In looking at macroeconomic patterns, all of the panelists noted that commercial real estate is a strong hedge against inflation. As inflation continues to hit 30-year highs — with Russia’s invasion of Ukraine potentially driving the consumer price index even higher, The New York Times reports — investment in strong assets is important, but one thing to keep an eye on is a property’s rent rolls.
NYU’s Savage commented, “The shorter duration the lease, the better the inflation hedge,” carrying on to note that multifamily is a strong mitigator due to the standard 12-month leases at most communities. He also noted that, depending on how office space in urban cores is reconceptualized, coworking or flexible space with typically daily or monthly agreements could also act as an effective hedge.
What to Watch?
Doyle noted that, in 2021, two-thirds of new commercial real estate financing packages were floating-rate loans, a drastic change from years past. Savage noted that variable interest structures may make a lot more sense going forward, particularly as LIBOR is phased out in favor of SOFR, but it isn’t yet clear how this may play out during times of economic stress.

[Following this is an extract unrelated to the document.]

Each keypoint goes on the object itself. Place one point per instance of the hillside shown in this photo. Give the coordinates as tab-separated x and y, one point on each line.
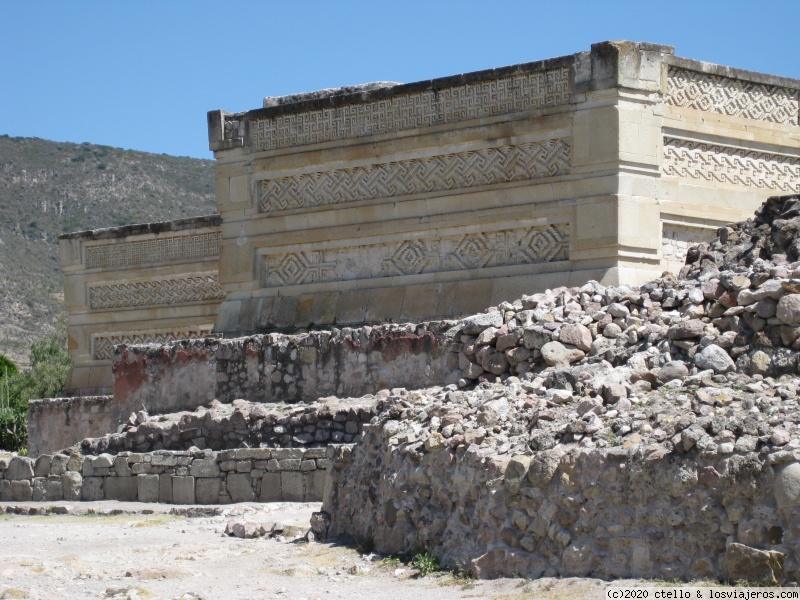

In terms of investment patterns, Doyle expects 2022 to look similar to last year — at least in terms of private client investments. He commented that it seems unlikely the 1031 exchange program will change in the near term, and that investors will continually be looking to deploy capital. However, it may not be occurring in the most visible of venues: “If you’re looking for what’s available, you’re probably missing what’s actually happening,” he concluded.